Je vis clairement que le drôle m’avait joué une fois de plus, et que sa feinte agonie, comme sa confession, n’avait été pour lui qu’un excellent moyen de me tirer quelques piastres. J’avoue néanmoins que ma colère fut désarmée en ce moment par la dignité comique avec laquelle le lépero se pavanait dans son manteau troué, tout en me tenant ces étranges discours. Je ne songeai qu’à ne débarrasser d’une compagnie qui me devenait importune, et je me contentai de dire en souriant à Perico :

— Si je compte bien, les maladies de vos enfans, l’accouchement de votre femme, votre linceul, m’ont coûté à peu près une centaine de piastres ; vous faire remise du tout, ce sera, j’aime à le croire, payer assez généreusement le service que vous venez de me rendre.
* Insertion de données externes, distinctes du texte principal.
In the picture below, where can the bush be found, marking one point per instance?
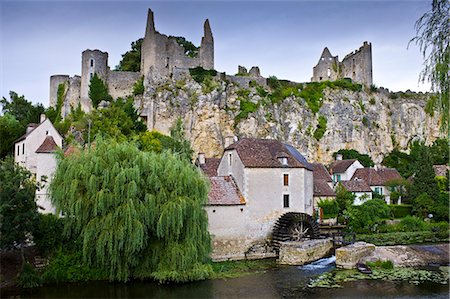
(329, 207)
(47, 234)
(400, 211)
(28, 277)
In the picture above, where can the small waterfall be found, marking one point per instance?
(320, 264)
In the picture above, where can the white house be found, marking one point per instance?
(36, 152)
(343, 170)
(254, 183)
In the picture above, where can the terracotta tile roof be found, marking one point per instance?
(224, 191)
(210, 166)
(320, 172)
(356, 186)
(341, 166)
(321, 188)
(48, 146)
(264, 153)
(33, 126)
(369, 175)
(441, 170)
(388, 174)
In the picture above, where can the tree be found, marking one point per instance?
(98, 91)
(433, 39)
(10, 130)
(131, 60)
(137, 214)
(365, 160)
(18, 208)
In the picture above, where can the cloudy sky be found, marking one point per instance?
(285, 39)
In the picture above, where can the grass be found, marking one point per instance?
(233, 269)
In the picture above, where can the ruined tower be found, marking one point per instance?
(356, 66)
(162, 54)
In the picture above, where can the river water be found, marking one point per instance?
(281, 282)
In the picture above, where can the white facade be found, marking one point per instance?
(25, 149)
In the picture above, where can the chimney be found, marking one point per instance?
(201, 158)
(229, 140)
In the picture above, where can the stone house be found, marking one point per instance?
(360, 189)
(252, 185)
(343, 170)
(322, 184)
(35, 151)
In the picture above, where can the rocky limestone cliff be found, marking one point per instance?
(370, 122)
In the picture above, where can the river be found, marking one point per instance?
(281, 282)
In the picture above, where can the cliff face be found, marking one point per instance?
(370, 122)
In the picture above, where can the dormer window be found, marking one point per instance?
(283, 160)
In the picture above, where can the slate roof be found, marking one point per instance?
(356, 186)
(369, 175)
(441, 170)
(388, 174)
(264, 153)
(48, 146)
(320, 172)
(340, 166)
(321, 188)
(224, 191)
(210, 166)
(33, 126)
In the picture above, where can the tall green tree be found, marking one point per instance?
(10, 130)
(18, 209)
(433, 39)
(131, 60)
(98, 91)
(137, 214)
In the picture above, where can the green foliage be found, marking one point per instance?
(47, 234)
(364, 159)
(199, 74)
(68, 266)
(138, 87)
(381, 264)
(131, 60)
(400, 211)
(18, 208)
(137, 214)
(190, 49)
(98, 91)
(368, 216)
(28, 277)
(329, 207)
(10, 130)
(321, 127)
(433, 39)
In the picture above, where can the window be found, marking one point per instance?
(286, 200)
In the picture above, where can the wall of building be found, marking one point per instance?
(32, 143)
(46, 166)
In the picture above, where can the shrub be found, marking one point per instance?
(47, 234)
(400, 211)
(28, 277)
(321, 128)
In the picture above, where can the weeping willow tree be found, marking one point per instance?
(137, 214)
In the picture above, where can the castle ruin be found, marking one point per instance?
(356, 66)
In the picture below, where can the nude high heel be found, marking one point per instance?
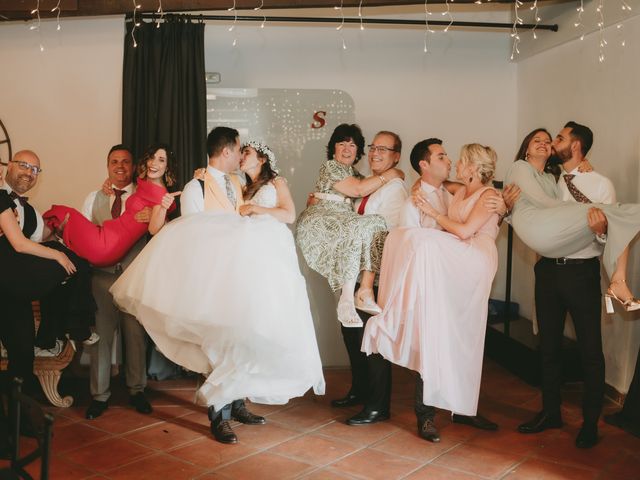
(365, 301)
(630, 304)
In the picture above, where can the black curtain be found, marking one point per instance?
(164, 90)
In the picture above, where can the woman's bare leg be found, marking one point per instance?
(618, 284)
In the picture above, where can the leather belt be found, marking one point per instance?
(569, 261)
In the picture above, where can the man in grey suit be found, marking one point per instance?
(100, 207)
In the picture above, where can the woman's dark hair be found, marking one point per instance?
(552, 166)
(169, 176)
(265, 176)
(346, 133)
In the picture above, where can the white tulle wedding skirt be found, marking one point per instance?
(223, 295)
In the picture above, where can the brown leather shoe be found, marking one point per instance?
(428, 431)
(222, 431)
(243, 415)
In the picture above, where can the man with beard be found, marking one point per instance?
(572, 284)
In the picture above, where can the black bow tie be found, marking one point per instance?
(23, 200)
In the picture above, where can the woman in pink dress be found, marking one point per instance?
(105, 245)
(434, 290)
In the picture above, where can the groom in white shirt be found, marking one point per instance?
(430, 160)
(220, 190)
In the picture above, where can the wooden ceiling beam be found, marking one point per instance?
(21, 9)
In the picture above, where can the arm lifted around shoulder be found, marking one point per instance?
(355, 187)
(477, 218)
(159, 212)
(192, 199)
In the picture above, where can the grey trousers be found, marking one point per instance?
(108, 319)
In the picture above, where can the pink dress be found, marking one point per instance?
(434, 293)
(105, 245)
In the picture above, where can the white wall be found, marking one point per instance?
(462, 92)
(568, 82)
(65, 102)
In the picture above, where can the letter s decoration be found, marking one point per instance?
(318, 119)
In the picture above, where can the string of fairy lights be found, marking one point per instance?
(518, 6)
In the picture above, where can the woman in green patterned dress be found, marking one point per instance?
(335, 241)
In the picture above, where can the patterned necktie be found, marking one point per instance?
(363, 204)
(23, 200)
(573, 190)
(116, 208)
(229, 188)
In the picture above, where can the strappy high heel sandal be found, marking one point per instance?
(630, 304)
(365, 301)
(348, 316)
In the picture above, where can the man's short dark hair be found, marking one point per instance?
(420, 151)
(120, 146)
(219, 138)
(581, 133)
(397, 143)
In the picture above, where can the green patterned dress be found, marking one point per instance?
(335, 241)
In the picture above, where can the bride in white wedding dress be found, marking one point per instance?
(222, 295)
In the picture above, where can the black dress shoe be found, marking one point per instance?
(367, 417)
(140, 402)
(243, 415)
(541, 422)
(477, 421)
(222, 431)
(348, 401)
(587, 437)
(428, 431)
(5, 452)
(95, 409)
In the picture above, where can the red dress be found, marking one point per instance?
(107, 244)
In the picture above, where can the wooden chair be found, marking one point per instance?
(49, 369)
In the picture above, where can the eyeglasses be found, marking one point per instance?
(380, 148)
(35, 170)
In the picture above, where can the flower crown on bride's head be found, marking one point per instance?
(264, 150)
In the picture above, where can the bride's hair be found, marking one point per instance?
(169, 176)
(265, 176)
(484, 158)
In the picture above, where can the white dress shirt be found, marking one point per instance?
(192, 198)
(411, 216)
(87, 206)
(39, 232)
(598, 189)
(387, 201)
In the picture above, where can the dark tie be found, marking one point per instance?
(573, 190)
(363, 204)
(29, 221)
(23, 200)
(116, 208)
(229, 188)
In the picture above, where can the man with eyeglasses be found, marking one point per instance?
(371, 376)
(22, 174)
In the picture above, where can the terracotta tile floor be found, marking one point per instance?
(308, 439)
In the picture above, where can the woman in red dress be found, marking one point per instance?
(107, 244)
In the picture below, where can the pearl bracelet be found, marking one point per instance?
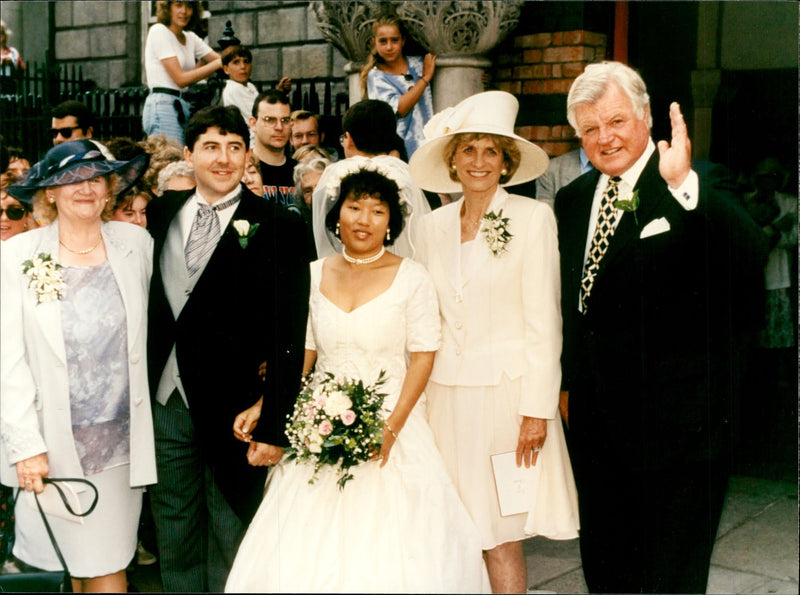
(391, 431)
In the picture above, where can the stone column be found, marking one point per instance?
(460, 34)
(348, 27)
(706, 79)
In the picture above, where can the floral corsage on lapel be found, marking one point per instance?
(245, 231)
(44, 277)
(495, 231)
(629, 204)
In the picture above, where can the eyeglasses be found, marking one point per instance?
(64, 132)
(270, 121)
(305, 135)
(13, 213)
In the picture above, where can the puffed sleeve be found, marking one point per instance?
(379, 87)
(424, 332)
(541, 297)
(315, 269)
(20, 435)
(201, 48)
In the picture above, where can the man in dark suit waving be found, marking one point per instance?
(229, 294)
(657, 264)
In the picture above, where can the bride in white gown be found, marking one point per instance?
(398, 525)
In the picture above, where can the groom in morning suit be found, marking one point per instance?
(658, 263)
(229, 292)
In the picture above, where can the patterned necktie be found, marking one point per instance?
(204, 235)
(606, 218)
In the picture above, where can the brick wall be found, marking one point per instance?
(540, 70)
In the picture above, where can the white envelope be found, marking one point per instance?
(655, 227)
(516, 486)
(53, 504)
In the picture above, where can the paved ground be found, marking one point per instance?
(756, 549)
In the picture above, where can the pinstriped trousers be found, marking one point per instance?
(197, 531)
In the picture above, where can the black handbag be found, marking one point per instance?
(46, 581)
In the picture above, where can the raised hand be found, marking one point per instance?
(676, 156)
(428, 66)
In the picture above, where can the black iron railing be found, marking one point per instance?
(26, 100)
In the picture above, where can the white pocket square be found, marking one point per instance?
(655, 227)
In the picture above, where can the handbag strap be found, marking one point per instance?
(54, 482)
(50, 534)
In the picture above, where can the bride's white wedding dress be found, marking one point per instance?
(400, 528)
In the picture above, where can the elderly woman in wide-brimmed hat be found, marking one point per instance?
(495, 381)
(75, 399)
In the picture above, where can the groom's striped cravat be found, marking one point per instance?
(204, 235)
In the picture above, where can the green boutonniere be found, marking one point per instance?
(245, 231)
(629, 204)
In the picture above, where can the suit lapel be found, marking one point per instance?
(579, 208)
(448, 228)
(118, 253)
(227, 246)
(48, 315)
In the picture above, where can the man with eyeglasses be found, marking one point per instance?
(271, 124)
(305, 129)
(72, 120)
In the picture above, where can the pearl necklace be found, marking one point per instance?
(368, 260)
(100, 239)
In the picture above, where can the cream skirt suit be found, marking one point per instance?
(499, 361)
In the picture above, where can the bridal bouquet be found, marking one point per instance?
(338, 422)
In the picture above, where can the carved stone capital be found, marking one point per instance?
(347, 25)
(448, 28)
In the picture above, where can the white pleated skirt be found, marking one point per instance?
(472, 423)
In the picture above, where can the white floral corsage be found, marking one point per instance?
(245, 231)
(346, 168)
(495, 230)
(45, 278)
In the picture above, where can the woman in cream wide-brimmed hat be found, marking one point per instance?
(495, 381)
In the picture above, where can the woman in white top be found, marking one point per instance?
(171, 55)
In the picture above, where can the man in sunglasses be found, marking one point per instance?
(72, 120)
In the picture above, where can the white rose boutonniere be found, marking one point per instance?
(495, 231)
(245, 231)
(44, 277)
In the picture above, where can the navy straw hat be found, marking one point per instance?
(76, 161)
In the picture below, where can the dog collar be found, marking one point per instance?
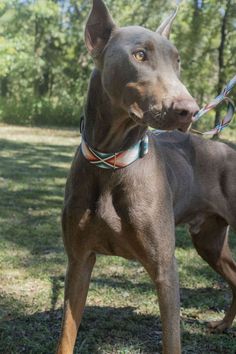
(115, 160)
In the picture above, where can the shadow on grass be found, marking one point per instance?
(116, 330)
(32, 180)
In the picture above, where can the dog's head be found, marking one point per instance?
(140, 70)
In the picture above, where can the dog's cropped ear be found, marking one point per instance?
(98, 28)
(165, 28)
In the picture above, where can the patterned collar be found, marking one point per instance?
(115, 160)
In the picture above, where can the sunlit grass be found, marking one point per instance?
(122, 314)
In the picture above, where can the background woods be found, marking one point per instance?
(44, 66)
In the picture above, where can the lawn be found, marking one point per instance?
(121, 314)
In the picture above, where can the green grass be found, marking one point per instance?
(121, 314)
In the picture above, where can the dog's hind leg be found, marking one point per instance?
(211, 242)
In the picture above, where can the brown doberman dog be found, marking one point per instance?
(153, 182)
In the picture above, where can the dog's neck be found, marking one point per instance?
(108, 128)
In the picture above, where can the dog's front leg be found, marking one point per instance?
(168, 296)
(76, 288)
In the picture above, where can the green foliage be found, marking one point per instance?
(121, 315)
(44, 65)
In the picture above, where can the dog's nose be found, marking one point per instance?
(185, 109)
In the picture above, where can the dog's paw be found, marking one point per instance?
(219, 326)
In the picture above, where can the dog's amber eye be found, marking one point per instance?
(140, 55)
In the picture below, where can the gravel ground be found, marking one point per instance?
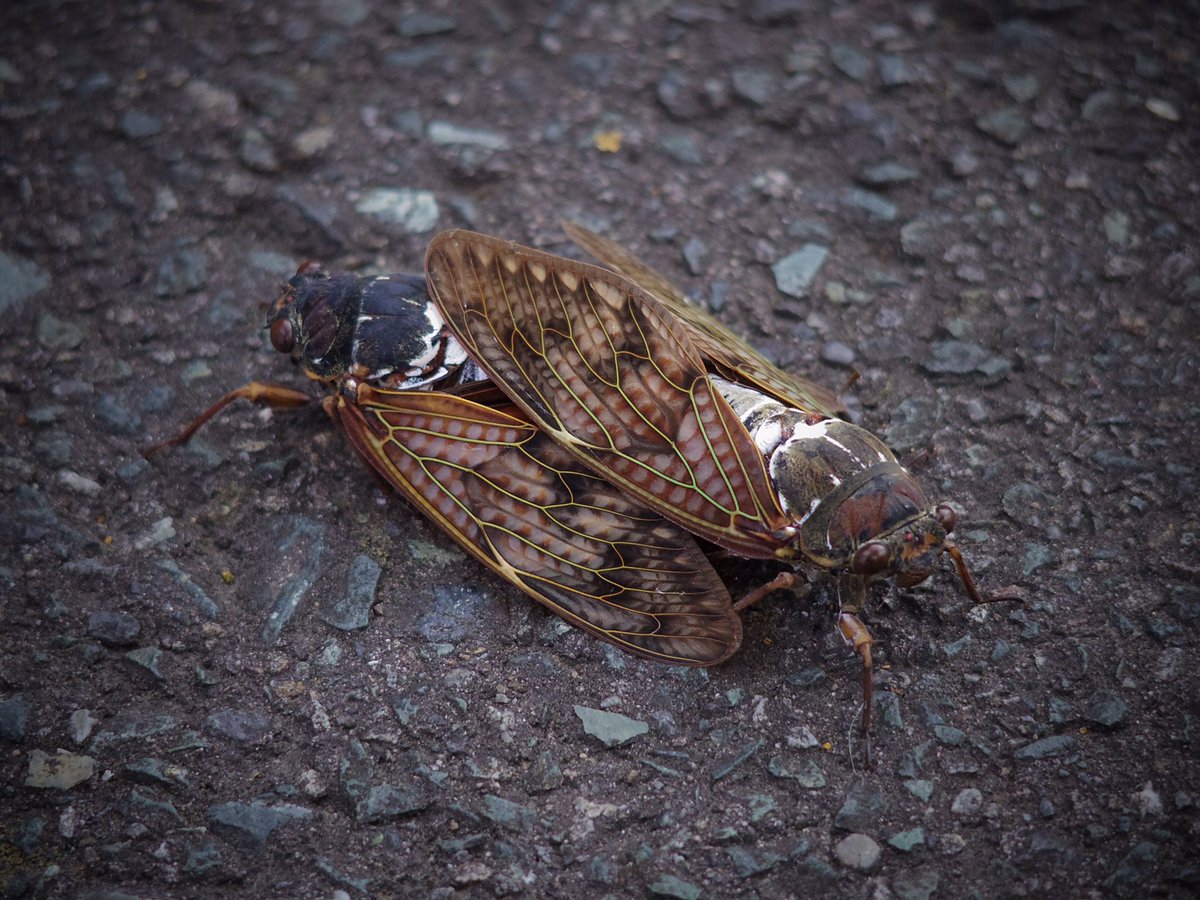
(244, 667)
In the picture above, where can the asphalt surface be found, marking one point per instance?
(243, 667)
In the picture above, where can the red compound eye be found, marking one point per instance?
(871, 558)
(282, 336)
(946, 517)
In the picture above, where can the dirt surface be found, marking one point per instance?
(243, 669)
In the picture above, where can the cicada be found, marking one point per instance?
(577, 427)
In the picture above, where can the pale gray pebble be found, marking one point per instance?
(858, 851)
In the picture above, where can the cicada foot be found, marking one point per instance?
(273, 395)
(858, 636)
(784, 581)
De ce pas donc je regagne mon domicile, et je vous renouvelle mes remerciemens.

— Votre domicile, seigneur cavalier ! y pensez-vous ! s’écria Perico, mais, à l’heure qu’il est, votre maison doit être cernée par la force armée : on vous cherche chez tous vos amis ; vous ne savez pas à quel alcade vous avez affaire ?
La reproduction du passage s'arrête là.